While the jurisdictional approach toward REDD+ projects has been gaining in prominence, there is a lack of clarity on whether REDD+ carbon projects will be allowed under Article 6.4. REDD+ is a category that has been historically mired in a debate around their suitability as a tool for emissions reduction.

ALLCOT said their interpretation is that REDD+ activities meeting all other applicable Article 6 requirements will be implicitly eligible.

"From our point of view, under Article 6.2, countries can agree among themselves on specific REDD+ guidance and approaches, particularly with regard to environmental integrity and robust accounting requirements, but it is still unclear how an ITMO from REDD+ can be accounted in a buyer country NDC with the risk of permanency," said Cuadrat.

6. Future of the VCM

There is expectation that with a more widespread implementation of Article 6.2 and Article 6.4, there will be a growth in compliance markets across countries, which might reduce the significance of voluntary carbon markets.

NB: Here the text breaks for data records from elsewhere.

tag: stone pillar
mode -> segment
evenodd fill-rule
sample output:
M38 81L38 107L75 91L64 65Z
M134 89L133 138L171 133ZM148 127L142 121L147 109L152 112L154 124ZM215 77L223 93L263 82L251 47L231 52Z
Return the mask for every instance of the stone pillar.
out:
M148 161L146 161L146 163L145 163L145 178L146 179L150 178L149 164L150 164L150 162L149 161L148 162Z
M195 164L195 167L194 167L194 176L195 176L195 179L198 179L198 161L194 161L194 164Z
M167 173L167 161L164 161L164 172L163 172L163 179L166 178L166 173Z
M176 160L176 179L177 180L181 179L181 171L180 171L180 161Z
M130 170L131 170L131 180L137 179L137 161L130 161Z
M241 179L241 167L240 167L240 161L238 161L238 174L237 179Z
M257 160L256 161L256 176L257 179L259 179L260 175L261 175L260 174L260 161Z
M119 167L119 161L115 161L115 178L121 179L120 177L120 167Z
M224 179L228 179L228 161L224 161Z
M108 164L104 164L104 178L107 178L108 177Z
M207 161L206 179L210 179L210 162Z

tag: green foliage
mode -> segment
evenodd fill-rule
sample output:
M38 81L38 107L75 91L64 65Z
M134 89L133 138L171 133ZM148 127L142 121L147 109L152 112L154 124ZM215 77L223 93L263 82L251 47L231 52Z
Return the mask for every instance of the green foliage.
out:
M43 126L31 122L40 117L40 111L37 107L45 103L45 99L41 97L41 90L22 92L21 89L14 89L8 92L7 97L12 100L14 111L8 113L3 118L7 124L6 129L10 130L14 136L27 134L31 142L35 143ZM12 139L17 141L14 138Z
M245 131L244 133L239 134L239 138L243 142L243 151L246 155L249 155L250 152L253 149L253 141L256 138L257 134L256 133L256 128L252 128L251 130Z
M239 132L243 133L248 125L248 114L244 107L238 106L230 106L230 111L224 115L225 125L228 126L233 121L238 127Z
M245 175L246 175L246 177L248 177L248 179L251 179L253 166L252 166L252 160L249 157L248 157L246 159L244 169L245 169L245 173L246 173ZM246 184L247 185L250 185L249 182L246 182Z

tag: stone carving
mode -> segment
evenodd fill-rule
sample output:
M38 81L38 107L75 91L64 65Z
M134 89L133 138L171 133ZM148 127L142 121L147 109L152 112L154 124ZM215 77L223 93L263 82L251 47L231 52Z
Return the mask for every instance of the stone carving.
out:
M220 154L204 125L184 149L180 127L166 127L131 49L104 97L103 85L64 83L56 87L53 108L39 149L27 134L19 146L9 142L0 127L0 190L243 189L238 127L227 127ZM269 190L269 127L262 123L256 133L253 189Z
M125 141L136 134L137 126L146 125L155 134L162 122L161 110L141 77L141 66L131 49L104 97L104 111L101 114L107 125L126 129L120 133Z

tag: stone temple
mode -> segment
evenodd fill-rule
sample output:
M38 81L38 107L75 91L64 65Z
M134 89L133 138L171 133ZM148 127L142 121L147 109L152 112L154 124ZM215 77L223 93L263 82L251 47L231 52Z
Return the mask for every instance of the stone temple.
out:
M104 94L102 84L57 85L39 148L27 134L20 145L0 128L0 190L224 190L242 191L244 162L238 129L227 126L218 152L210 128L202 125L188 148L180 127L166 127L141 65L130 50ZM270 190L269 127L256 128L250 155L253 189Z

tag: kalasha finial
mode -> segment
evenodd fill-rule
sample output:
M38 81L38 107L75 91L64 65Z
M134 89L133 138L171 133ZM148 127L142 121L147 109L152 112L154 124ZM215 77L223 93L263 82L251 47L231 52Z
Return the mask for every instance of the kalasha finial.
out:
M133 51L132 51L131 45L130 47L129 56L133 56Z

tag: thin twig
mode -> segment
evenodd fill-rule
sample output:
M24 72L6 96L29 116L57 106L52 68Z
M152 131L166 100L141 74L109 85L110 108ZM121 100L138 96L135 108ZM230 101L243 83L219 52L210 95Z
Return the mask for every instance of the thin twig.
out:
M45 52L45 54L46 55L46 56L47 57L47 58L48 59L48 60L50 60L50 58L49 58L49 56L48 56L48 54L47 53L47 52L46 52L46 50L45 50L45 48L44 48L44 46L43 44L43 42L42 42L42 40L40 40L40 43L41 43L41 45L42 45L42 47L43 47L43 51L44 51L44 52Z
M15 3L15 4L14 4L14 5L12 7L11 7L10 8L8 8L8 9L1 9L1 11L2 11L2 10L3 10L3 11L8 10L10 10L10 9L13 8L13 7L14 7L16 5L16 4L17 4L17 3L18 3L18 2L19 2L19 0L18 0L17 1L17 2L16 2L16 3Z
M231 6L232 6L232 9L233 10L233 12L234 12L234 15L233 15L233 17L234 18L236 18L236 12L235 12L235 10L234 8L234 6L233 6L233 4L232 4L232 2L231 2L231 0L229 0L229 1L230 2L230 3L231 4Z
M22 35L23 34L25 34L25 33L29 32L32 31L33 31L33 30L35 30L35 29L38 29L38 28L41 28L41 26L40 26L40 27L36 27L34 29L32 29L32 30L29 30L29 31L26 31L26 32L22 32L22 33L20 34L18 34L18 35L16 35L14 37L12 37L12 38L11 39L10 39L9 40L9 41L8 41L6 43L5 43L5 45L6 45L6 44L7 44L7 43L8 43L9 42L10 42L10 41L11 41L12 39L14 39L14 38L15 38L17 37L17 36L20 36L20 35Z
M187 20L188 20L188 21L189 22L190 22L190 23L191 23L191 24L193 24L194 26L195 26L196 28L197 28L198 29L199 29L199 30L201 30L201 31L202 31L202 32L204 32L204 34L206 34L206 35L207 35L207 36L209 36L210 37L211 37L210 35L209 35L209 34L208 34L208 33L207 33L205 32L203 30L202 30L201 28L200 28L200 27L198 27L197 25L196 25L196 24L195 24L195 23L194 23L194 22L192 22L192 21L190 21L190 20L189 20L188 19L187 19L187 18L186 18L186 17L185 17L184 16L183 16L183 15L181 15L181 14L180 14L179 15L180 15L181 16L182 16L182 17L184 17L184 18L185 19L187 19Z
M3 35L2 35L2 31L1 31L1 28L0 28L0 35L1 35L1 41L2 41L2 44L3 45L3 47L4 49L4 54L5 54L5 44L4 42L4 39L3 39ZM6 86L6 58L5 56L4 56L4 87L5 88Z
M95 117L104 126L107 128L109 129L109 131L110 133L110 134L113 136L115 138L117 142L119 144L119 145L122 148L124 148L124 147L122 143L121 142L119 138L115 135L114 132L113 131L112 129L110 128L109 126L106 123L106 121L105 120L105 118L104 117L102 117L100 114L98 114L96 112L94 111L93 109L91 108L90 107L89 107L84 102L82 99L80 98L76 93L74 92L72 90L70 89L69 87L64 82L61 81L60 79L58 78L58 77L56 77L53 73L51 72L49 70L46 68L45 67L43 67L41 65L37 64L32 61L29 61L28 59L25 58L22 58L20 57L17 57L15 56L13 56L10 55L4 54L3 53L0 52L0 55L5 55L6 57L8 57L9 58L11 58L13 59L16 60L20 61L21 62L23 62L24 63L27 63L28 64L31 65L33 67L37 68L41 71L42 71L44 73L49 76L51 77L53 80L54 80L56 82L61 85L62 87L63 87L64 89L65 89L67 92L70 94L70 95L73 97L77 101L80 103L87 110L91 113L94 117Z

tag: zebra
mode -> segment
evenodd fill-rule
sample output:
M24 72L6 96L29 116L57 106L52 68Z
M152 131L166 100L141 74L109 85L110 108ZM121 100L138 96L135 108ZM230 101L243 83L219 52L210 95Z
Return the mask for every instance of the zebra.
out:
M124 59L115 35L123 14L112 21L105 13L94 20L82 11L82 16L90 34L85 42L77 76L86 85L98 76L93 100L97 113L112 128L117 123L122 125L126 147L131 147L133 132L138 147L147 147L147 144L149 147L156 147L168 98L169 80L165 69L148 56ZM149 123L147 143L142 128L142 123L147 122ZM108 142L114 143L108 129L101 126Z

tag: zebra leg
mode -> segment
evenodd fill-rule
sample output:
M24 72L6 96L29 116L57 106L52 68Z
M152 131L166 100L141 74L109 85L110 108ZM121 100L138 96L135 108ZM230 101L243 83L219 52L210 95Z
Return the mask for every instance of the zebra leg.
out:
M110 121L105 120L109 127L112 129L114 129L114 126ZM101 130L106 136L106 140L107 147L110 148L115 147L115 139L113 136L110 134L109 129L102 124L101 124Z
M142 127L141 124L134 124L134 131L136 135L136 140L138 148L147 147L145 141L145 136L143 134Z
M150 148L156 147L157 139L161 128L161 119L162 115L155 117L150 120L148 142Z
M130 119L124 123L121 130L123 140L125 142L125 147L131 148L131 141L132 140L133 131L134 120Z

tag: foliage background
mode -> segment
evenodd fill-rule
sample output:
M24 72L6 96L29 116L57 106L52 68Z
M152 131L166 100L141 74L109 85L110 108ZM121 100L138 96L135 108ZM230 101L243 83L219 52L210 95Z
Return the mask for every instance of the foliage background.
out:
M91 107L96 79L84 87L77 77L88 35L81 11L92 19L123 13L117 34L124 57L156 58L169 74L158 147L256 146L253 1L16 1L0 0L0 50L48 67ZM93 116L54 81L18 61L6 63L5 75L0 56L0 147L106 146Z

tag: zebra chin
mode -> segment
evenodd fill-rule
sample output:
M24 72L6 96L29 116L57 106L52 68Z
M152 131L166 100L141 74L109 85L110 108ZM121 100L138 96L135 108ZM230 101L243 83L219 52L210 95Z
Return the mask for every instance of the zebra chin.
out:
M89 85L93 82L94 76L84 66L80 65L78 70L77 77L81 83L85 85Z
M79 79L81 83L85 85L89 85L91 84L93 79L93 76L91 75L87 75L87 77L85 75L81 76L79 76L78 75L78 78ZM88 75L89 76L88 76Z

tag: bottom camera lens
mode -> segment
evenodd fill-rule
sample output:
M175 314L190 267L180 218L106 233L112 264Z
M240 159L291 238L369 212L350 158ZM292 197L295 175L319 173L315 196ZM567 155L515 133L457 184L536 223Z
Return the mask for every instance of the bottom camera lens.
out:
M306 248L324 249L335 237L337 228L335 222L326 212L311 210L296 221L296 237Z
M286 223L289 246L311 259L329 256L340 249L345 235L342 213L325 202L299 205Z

According to data from analysts at S&P Global, the entire supply of offsets in September from the four major registries - ACR, CAR, Gold Standard and Verra - declined by 58.6% year on year. The overall demand for offsets for the month has also declined by 0.23% compared to September 2021.

ClearBlue Markets, which specializes in low-carbon initiatives, says that in the short term they don't expect a lot of corresponding adjustments for the VCM because the benefit to the host country is unclear.

"It does not make sense for a host country to authorize the credits and do a CA unless their NDC is exceeded. We believe if there is a CA, the host country is going to want something beyond the investment in the carbon project such as cash flows beneficial broadly beyond carbon possibly in the form of a fee, transfer of technology or further investments," said Jennifer McIsaac, director of market analysis at ClearBlue Markets.

EKI Energy Services Ltd., or Enking, another large player, points out that with the market being largely unregulated, the lack of structured guidelines for corresponding adjustments leads to uncertainties in policies.

"This lack of guidelines when coupled with policy and language barriers of each nation, affects the market and the extent of collaborations that could have been possible among nations," Enking CEO Manish Dabkara said.